La salariée ne justifie au surplus d’aucun préjudice résultant de ce prétendu manquement de l’employeur.
Le jugement sera donc confirmé en ce qu’il la déboute de sa demande de dommages et intérêts au titre de la violation de l’obligation d’exécuter le contrat de travail de bonne foi.
Sur les autres demandes :
La société BNP Paribas, qui succombe, sera condamnée aux dépens de première instance et d’appel.
Il y a de faire application de l’article 700 du code de procédure civile et d’allouer à ce titre une somme de 1.500 euros à la salariée.
PAR CES MOTIFS
La cour, statuant publiquement et contradictoirement,
Infirme le jugement rendu le 23 janvier 2020 par le conseil de prud’hommes de Versailles, sauf en ce qu’il déboute Madame [P] [H] de ses demandes de dommages et intérêts pour modification du contrat de travail et pour violation de l’obligation d’exécuter de bonne foi le contrat de travail ;
Statuant à nouveau sur les chefs infirmés et y ajoutant :
Ordonne la requalification du contrat de travail à durée déterminée conclu entre les parties en contrat de travail à durée indéterminée ;
Condamne la société anonyme BNP Paribas à payer à Madame [P] [H] les sommes suivantes :
– 1.807,69 euros à titre d’indemnité de requalification ;
– 1.807,69 euros bruts à titre d’indemnité de préavis ;
– 180,76 euros bruts au titre des congés payés afférents à l’indemnité de préavis ;
– 338,94 euros à titre d’indemnité légale de licenciement ;
– 1.807,69 euros à titre d’indemnité pour licenciement sans cause réelle et sérieuse ;
Condamne la société anonyme BNP Paribas à payer à Madame [P] [H] la somme de 1.500 euros en application de l’article 700 du code de procédure civile ;
Déboute les parties du surplus de leurs demandes ;
Condamne la société anonyme BNP Paribas aux dépens de première instance et d’appel, cette condamnation étant assortie au profit de Maître De Carfort du droit de recouvrer directement contre la société anonyme BNP Paribas ceux des dépens d’appel dont elle a fait l’avance sans avoir reçu provision, conformément à l’article 699 du code de procédure civile.
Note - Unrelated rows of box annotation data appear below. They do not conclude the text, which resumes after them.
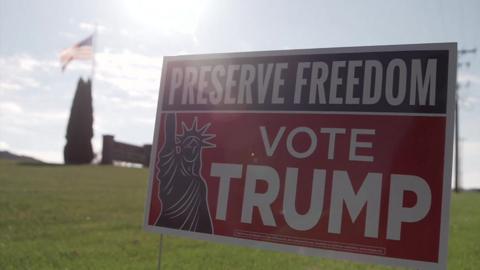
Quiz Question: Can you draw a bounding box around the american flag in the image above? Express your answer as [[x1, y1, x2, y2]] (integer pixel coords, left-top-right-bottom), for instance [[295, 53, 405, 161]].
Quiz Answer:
[[60, 34, 94, 71]]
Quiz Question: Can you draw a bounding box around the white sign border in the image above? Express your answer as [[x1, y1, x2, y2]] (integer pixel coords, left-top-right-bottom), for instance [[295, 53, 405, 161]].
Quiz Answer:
[[144, 42, 457, 270]]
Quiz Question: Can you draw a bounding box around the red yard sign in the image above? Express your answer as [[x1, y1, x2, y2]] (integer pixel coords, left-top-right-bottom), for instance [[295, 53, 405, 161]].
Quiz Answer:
[[145, 43, 456, 269]]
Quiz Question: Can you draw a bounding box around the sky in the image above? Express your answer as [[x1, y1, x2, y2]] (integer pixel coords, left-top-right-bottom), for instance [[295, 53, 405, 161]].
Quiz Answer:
[[0, 0, 480, 188]]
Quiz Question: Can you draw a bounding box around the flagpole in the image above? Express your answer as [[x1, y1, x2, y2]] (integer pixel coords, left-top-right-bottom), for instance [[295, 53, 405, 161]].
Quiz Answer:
[[90, 23, 98, 84]]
– Prononcé publiquement par mise à disposition de l’arrêt au greffe de la cour, les parties en ayant été préalablement avisées dans les conditions prévues au deuxième alinéa de l’article 450 du code de procédure civile.
– Signé par Madame Régine CAPRA, Présidente et par Madame Sophie RIVIERE, Greffier, auquel la minute de la décision a été remise par le magistrat signataire.